Кого-то впустила дверь. Острый запах одеколона, показалось, слегка затуманил стекло.
— Вам когда-нибудь хотелось летать? — негромко спросила Лида, так и не обернувшись.
— Я сразу поступил на геологический.
Может быть, чайки. Большие белые чайки, которым надоело море и захотелось в небо.
— Лидия Николаевна, ко мне приходил сумасшедший Гостинщиков…
— Зачем?
— Спасать вашу честь.
— Уже не нужно.
— Что вы имеете в виду?
— Всё проходит, Марат Геннадиевич…
— Нельзя ли расшифровать?
Ах эти полутени, полутона, полунамёки… Он не понял? Тогда…
— Вы мне разонравились.
Она знала, как он стоит за её спиной — руки вытянуты и прижаты к туловищу, подбородок почти лёг на грудь. Набычившись, как её микроскоп. Лида обернулась — он стоял набычившись, как её микроскоп.
— Почему?
Она ждала его улыбки, которая обратила бы в шутку этот немужской вопрос. Но Храмин не улыбался. Тогда…
— Потому что я не люблю карьеристов.
Теперь он улыбнулся. Это после оскорбления-то? Ах да, для него же это комплимент.
— Лидия Николаевна, вы пользуетесь забытыми понятиями. Истинный мужчина всегда честолюбив.
— Да? Но карьерист не может быть истинным мужчиной.
— Это почему же?
— Потому что жизнь ему представляется в виде служебной лестницы…
— Верно представляется.
— И всех людей он делит на вышестоящих и нижестоящих…
— Людей делят по разным признакам, в том числе и по подчинённости.
— Но карьеристу нужно двигаться вверх, поэтому он уважает вышестоящих и презирает нижестоящих…
— Это только подтверждает его мужественность.
— Да?
— Он себя и других оценивает по количеству силы и энергии.
— Марат Геннадиевич, вы путаете мужчину с бульдозером.
— Лестное сравнение.
— Так вот, истинный мужчина никогда не презирает слабого и никогда не пресмыкается перед сильным. Поэтому карьерист и не мужчина.
Она повернулась к окну, к птицам. Там осталась самая крупная, самая распластанная — одна на всё пустое небо. Нет, небо никогда не пустует. В июне летел пух. Сейчас вот парят птицы. В августе полетит тёплая паутина. В сентябре — остуженные листья. А потом снега…
— Лидия Николаевна, вероятно, вы обожаете неудачников?
— Тогда бы я обожала вас.
— Дамский каламбур?
— Нет, мужская прямота.
— Разве я неудачник?
— Представляете, что с вами будет, если не получится с докторской? Вы же перестанете видеть солнце. Вы же перестанете жить.
— А если получится?
— Тогда всё сначала — будете надрываться, чтобы стать академиком или директором института. И опять не увидите солнца.
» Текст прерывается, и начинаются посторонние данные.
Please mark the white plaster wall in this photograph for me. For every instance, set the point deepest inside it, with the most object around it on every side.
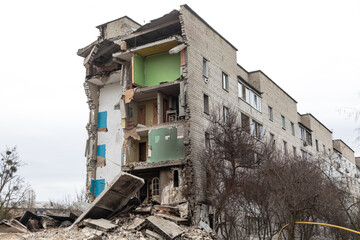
(110, 95)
— Такой я вас не знал. Скорее всего, вы повторяете слова мужа.
— Да, повторяю. А он у меня умный.
Птица, сделав последний круг, вдруг исчезла. Может быть сложила крылья и незамеченной точкой упала к земле. А может, поднялась ещё выше, туда, к реактивным самолётам…
— Лидия Николаевна, а ведь не я начал эту историю.
— Да?
— Поскольку разговор откровенный… Вы же сами повисли у меня на шее.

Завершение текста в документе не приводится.